By Graham Jones, UK Country Manager at Exclusive Networks UK
Data breaches create fear within organisations and as a result, everything about an organisation’s security strategy has always been focused on stopping breaches from happening. The inconvenient truth is that breaches continue to happen. In fact, data breaches are becoming frequent and increasing in severity, and therefore must accept that it is not a case of if a business will suffer a data breach, but simply when.
Breaches can be malicious or non-malicious but whatever the intent, any exposure or theft of business data, operational disruption or the ‘brand impact’ is extremely costly. As a result, organisations are finding it increasingly difficult to invest in preventative measures, and still continue to be challenged around the post-breach scenario. With the volume of attacks causing a big data problem, it is left to un-skilled employees to address the issues but still no one to clear up after the attack has taken place. Unfortunately, this is allowing response times to be too long and insufficient resources are delaying the appropriate remediation. It seems that little effort is left to complete a forensic study, or develop the regulatory/compliance reports, and managed mitigation is a fantasy.
This has been the impetus for Exclusive Networks and its partners in security technology to create a platform capable of addressing the post-breach issues businesses face following a successful cyber attack: CARM (Cyber Attack Remediation & Mitigation) adds reaction to your existing detection and protection topologies. By implementing a process of defence, identification, response and remediation, CARM downgrades successful attacks into known threats.
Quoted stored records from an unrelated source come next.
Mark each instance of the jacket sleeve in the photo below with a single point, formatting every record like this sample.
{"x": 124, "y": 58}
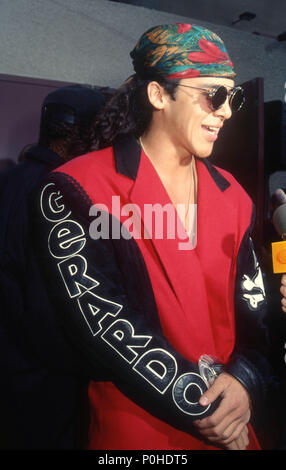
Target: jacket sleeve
{"x": 250, "y": 362}
{"x": 106, "y": 306}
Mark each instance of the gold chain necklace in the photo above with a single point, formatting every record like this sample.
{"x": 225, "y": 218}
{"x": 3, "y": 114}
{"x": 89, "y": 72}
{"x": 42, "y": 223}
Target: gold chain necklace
{"x": 193, "y": 180}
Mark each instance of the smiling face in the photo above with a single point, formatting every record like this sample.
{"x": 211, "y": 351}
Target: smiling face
{"x": 189, "y": 121}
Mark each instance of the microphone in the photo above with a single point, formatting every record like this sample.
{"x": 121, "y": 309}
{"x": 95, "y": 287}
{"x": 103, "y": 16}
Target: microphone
{"x": 278, "y": 202}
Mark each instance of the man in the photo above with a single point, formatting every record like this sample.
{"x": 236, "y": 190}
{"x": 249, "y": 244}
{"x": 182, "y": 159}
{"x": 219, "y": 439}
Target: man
{"x": 40, "y": 388}
{"x": 141, "y": 307}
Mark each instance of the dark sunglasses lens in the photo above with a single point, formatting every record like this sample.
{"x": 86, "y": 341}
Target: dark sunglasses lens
{"x": 219, "y": 97}
{"x": 237, "y": 99}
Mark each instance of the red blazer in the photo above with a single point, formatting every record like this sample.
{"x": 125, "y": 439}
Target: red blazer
{"x": 196, "y": 295}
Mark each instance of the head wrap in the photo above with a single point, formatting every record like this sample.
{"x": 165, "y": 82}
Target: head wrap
{"x": 179, "y": 51}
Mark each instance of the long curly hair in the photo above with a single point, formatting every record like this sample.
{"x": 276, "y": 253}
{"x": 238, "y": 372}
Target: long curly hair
{"x": 129, "y": 111}
{"x": 74, "y": 138}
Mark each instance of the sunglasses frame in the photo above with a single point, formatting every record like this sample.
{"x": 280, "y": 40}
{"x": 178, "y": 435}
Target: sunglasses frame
{"x": 210, "y": 92}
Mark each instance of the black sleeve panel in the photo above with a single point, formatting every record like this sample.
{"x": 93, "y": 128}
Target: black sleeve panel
{"x": 250, "y": 362}
{"x": 102, "y": 293}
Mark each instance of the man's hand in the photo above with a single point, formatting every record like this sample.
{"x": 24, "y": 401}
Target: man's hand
{"x": 227, "y": 426}
{"x": 283, "y": 292}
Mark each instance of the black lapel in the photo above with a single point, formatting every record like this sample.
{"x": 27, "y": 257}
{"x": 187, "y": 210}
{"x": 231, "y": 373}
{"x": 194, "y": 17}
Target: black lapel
{"x": 218, "y": 178}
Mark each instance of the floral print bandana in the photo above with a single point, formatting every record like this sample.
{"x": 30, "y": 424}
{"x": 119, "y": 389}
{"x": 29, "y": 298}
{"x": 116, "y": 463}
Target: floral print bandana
{"x": 179, "y": 51}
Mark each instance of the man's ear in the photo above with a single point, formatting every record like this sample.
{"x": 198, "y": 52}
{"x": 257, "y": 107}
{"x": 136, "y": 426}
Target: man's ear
{"x": 156, "y": 95}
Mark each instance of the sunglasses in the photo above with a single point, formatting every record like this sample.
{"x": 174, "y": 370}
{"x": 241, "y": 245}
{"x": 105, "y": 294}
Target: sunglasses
{"x": 218, "y": 94}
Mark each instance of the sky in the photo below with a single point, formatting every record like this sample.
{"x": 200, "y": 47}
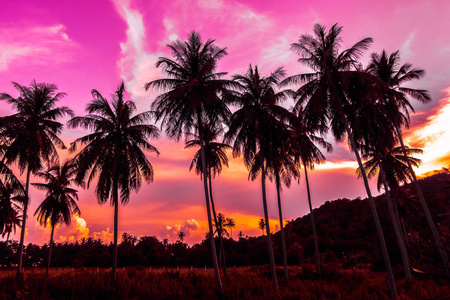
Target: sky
{"x": 84, "y": 45}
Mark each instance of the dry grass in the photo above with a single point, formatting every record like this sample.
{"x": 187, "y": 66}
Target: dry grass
{"x": 241, "y": 283}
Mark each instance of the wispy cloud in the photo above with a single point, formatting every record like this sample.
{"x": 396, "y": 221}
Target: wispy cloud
{"x": 40, "y": 45}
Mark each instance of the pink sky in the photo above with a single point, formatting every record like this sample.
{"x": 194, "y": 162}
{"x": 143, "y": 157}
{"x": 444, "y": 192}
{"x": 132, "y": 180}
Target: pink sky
{"x": 83, "y": 45}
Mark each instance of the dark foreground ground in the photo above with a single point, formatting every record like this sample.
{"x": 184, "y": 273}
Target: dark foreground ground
{"x": 241, "y": 283}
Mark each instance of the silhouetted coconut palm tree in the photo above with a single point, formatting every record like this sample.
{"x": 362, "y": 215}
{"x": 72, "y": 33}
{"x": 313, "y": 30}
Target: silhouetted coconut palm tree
{"x": 215, "y": 159}
{"x": 114, "y": 151}
{"x": 387, "y": 68}
{"x": 31, "y": 135}
{"x": 181, "y": 236}
{"x": 59, "y": 204}
{"x": 254, "y": 126}
{"x": 308, "y": 154}
{"x": 191, "y": 98}
{"x": 12, "y": 197}
{"x": 230, "y": 224}
{"x": 262, "y": 225}
{"x": 391, "y": 163}
{"x": 282, "y": 167}
{"x": 331, "y": 92}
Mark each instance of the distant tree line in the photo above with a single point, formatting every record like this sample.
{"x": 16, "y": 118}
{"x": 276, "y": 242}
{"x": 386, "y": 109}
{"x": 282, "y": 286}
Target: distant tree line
{"x": 347, "y": 239}
{"x": 367, "y": 106}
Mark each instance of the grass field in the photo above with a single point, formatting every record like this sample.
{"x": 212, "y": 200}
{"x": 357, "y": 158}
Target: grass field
{"x": 241, "y": 283}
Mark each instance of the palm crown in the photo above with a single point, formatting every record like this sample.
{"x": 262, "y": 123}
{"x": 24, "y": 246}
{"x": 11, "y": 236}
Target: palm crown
{"x": 193, "y": 87}
{"x": 33, "y": 126}
{"x": 215, "y": 152}
{"x": 114, "y": 151}
{"x": 59, "y": 204}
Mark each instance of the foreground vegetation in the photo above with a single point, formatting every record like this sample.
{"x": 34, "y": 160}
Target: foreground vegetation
{"x": 240, "y": 283}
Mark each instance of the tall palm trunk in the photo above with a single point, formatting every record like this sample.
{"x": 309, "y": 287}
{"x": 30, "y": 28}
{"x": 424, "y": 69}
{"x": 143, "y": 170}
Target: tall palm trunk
{"x": 313, "y": 224}
{"x": 269, "y": 238}
{"x": 398, "y": 233}
{"x": 24, "y": 221}
{"x": 283, "y": 239}
{"x": 50, "y": 250}
{"x": 426, "y": 209}
{"x": 384, "y": 251}
{"x": 116, "y": 221}
{"x": 224, "y": 266}
{"x": 208, "y": 209}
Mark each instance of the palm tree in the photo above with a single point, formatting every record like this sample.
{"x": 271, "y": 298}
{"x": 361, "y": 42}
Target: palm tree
{"x": 216, "y": 157}
{"x": 387, "y": 68}
{"x": 253, "y": 128}
{"x": 230, "y": 224}
{"x": 391, "y": 167}
{"x": 191, "y": 98}
{"x": 282, "y": 167}
{"x": 114, "y": 151}
{"x": 181, "y": 236}
{"x": 331, "y": 92}
{"x": 262, "y": 225}
{"x": 12, "y": 197}
{"x": 59, "y": 204}
{"x": 308, "y": 154}
{"x": 31, "y": 135}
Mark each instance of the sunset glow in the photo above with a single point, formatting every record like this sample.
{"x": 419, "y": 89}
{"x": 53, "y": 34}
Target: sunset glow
{"x": 85, "y": 45}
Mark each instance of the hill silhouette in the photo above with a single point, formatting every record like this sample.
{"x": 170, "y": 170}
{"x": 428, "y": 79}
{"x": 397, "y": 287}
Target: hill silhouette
{"x": 347, "y": 239}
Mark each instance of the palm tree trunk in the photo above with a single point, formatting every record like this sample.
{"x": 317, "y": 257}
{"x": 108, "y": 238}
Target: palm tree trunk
{"x": 313, "y": 223}
{"x": 426, "y": 209}
{"x": 208, "y": 210}
{"x": 269, "y": 238}
{"x": 283, "y": 239}
{"x": 384, "y": 251}
{"x": 50, "y": 250}
{"x": 398, "y": 233}
{"x": 116, "y": 221}
{"x": 24, "y": 221}
{"x": 215, "y": 221}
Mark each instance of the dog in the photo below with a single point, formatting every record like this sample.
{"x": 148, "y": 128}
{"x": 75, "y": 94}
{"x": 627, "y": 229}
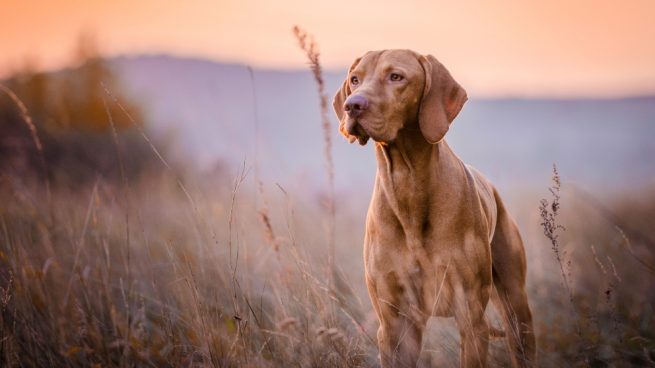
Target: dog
{"x": 438, "y": 240}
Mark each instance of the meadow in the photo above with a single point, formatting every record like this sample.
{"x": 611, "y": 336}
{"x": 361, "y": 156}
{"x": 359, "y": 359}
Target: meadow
{"x": 140, "y": 261}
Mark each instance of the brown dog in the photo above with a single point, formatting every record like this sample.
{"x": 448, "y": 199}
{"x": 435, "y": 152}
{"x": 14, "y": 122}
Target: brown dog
{"x": 439, "y": 241}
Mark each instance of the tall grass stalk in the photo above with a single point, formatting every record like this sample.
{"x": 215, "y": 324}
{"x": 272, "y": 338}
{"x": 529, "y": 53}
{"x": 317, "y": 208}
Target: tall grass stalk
{"x": 308, "y": 46}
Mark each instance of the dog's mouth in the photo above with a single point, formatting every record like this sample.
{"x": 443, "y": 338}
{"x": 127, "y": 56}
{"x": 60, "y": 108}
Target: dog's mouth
{"x": 356, "y": 132}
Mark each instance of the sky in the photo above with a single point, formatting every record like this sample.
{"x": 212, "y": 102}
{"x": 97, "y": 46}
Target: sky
{"x": 556, "y": 48}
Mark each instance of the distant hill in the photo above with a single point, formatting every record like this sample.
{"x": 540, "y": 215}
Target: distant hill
{"x": 210, "y": 110}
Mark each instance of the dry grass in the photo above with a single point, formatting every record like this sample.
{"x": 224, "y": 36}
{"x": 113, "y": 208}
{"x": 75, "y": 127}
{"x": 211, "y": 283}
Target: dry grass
{"x": 193, "y": 271}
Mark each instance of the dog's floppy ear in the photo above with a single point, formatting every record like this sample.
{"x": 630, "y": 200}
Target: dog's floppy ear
{"x": 340, "y": 98}
{"x": 442, "y": 100}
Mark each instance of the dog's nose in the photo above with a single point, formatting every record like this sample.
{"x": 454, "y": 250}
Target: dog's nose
{"x": 355, "y": 105}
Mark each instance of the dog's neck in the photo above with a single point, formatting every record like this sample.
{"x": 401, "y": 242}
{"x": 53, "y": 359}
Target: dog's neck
{"x": 408, "y": 157}
{"x": 406, "y": 169}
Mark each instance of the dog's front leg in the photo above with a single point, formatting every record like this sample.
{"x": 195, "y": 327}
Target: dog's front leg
{"x": 401, "y": 323}
{"x": 473, "y": 331}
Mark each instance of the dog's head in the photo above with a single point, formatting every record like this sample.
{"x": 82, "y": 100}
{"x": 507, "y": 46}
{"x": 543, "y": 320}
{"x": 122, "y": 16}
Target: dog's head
{"x": 386, "y": 91}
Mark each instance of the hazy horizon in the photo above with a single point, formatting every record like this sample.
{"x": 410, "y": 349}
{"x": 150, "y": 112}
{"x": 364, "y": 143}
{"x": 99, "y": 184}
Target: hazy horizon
{"x": 558, "y": 48}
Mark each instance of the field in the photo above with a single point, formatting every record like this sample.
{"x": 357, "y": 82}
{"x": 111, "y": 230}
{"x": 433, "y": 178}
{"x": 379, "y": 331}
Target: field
{"x": 166, "y": 266}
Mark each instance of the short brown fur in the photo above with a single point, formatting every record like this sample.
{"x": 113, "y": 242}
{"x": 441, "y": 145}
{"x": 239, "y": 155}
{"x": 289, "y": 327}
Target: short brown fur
{"x": 439, "y": 241}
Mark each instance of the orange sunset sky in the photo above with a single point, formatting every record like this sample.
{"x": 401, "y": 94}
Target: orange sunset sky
{"x": 495, "y": 48}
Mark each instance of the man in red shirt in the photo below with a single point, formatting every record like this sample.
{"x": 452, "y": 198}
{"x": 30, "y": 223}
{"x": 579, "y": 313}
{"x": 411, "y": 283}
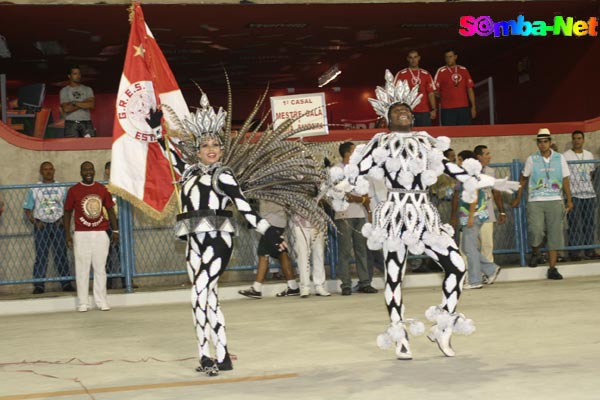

Combining the best of breed capabilities of numerous vendors such as LogRhythm, FireEye, Palo Alto Networks, Bit9, Imperva, Mandiant and Fortinet, CARM addresses the key issues facing CISOs; lack of visibility, volume of incidents, classification of incidents, time to detect, time to contain and ultimately the minimisation of the attack’s impact.
The real beauty of CARM is its flexibility to integrate even further with existing legacy vendor technology already deployed. Whether that’s firewalls, IPS, anti-malware etc., this means existing investments are not dead. CARM does not ‘rip and replace’ but instead leverages previous investments which were designed for prevention purposes, to deliver a post-breach solution, that includes:
- Quicker response, lower breach impact
- Better, more isolated breach fixes by virtue of its early warning system
- Easier, faster breach notification and forensics in spite of big data
- Fewer IT hours, no human error thanks to maximum automation
- Remediation learning eliminates repeat threats
- Significantly more cost effective than adopting multiple technologies through any other model
The changing face of the security landscape is increasing the need for post-breach security and this is happening at the same time as innovative security vendors are coming to market with highly capable post-breach solutions. The CARM initiative is Exclusive Networks’ way of making that process as easy for the market to adopt as possible.